Step 3: Run regression suite
Re-run ALL test cases (original + edge cases) to confirm nothing broke during refactoring.
Step 4: Document final test report
markdown
## Test Report: {agent-name}
| Metric | Result |
|--------|--------|
| Test Cases Run | N |
| Passed | N |
| Failed | N |
| Pass Rate | N% |
## Verdict
READY FOR DEPLOYMENT / NEEDS FIXES / REQUIRES REVIEWGate: Edge cases handled. Consistency verified. Full suite green. Test report documented. Fix is complete.
Examples
Example 1: Testing a New Reviewer Agent
User says: "Test the new reviewer-security agent"
Actions:
- Define 6 test cases: 2 real issues, 2 clean code, 1 edge case, 1 ambiguous (RED)
- Dispatch subagent for each, capture verbatim outputs (RED)
- Fix agent definition for any failures, re-run all tests (GREEN)
- Add edge cases (empty input, malformed code), verify consistency (REFACTOR) Result: Agent passes all tests, report documents pass rate and verdict
Example 2: Testing After Agent Modification
User says: "I updated the golang-general-engineer, make sure it still works"
Actions:
- Run existing test cases against modified agent (RED)
- Compare outputs to previous baseline (RED)
- Fix any regressions introduced by the modification (GREEN)
- Test edge cases to verify robustness not degraded (REFACTOR) Result: Agent modification validated, no regressions confirmed
Example 3: Testing Routing Logic
User says: "Verify the /do router sends Go requests to the right agent"
Actions:
- Define test cases: "Review this Go code", "Fix this .go file", "Write a goroutine" (RED)
- Dispatch each through router, verify correct agent handles it (RED)
- Fix routing triggers if wrong agent selected (GREEN)
- Test ambiguous inputs like "Review this code" with mixed-language context (REFACTOR) Result: Routing validated for all trigger phrases, ambiguous cases documented
Error Handling
Error: "Agent type not found"
Cause: Agent not registered or name misspelled
Solution:
- Verify agent file exists:
ls agents/{agent-name}.md - Check YAML frontmatter has correct field
name - Restart Claude Code to pick up new agents
Error: "Inconsistent outputs across runs"
Cause: Agent produces different results for same input
Solution:
- Document the inconsistency — this is a valid finding
- Add more explicit instructions to agent definition
- Re-test consistency after fix
- Determine if variation is acceptable (phrasing) or problematic (structure/findings)
Error: "Subagent timeout"
Cause: Agent taking too long to respond
Solution:
- Simplify test input to reduce processing
- Check agent isn't in an infinite loop or excessive tool use
- Increase timeout if agent legitimately needs more time
Error: "Agent asks questions instead of answering"
Cause: Agent needs clarification that test input did not provide
Solution:
- This may be correct behavior — agent properly requesting context
- Update test input to provide the required context
- Or update agent definition to handle ambiguity with defaults
- Document whether questioning behavior is acceptable for this agent type
Anti-Patterns
Anti-Pattern 1: Testing Without Capturing Exact Output
What it looks like: "Tested the agent, it looks good."
Why wrong: No evidence of what was tested.
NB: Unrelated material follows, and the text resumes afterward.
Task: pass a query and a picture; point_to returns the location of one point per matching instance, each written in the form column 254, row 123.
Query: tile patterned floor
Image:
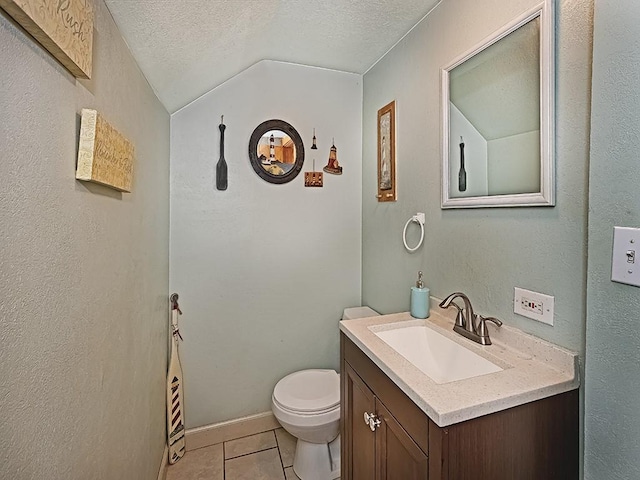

Cannot reproduce or verify results. Subjective assessment instead of objective evidence.
Do instead: Capture verbatim output for every test case. Document input, expected, actual, and result.
Anti-Pattern 2: Testing Only Happy Path
What it looks like: "Tested with one example, it worked."
Why wrong: Agents fail on edge cases most often. One test proves almost nothing. False confidence in agent quality.
Do instead: Minimum 3-6 test cases per agent covering success, failure, edge, and ambiguous inputs.
Anti-Pattern 3: Skipping Re-test After Fixes
What it looks like: "Fixed the issue, should work now."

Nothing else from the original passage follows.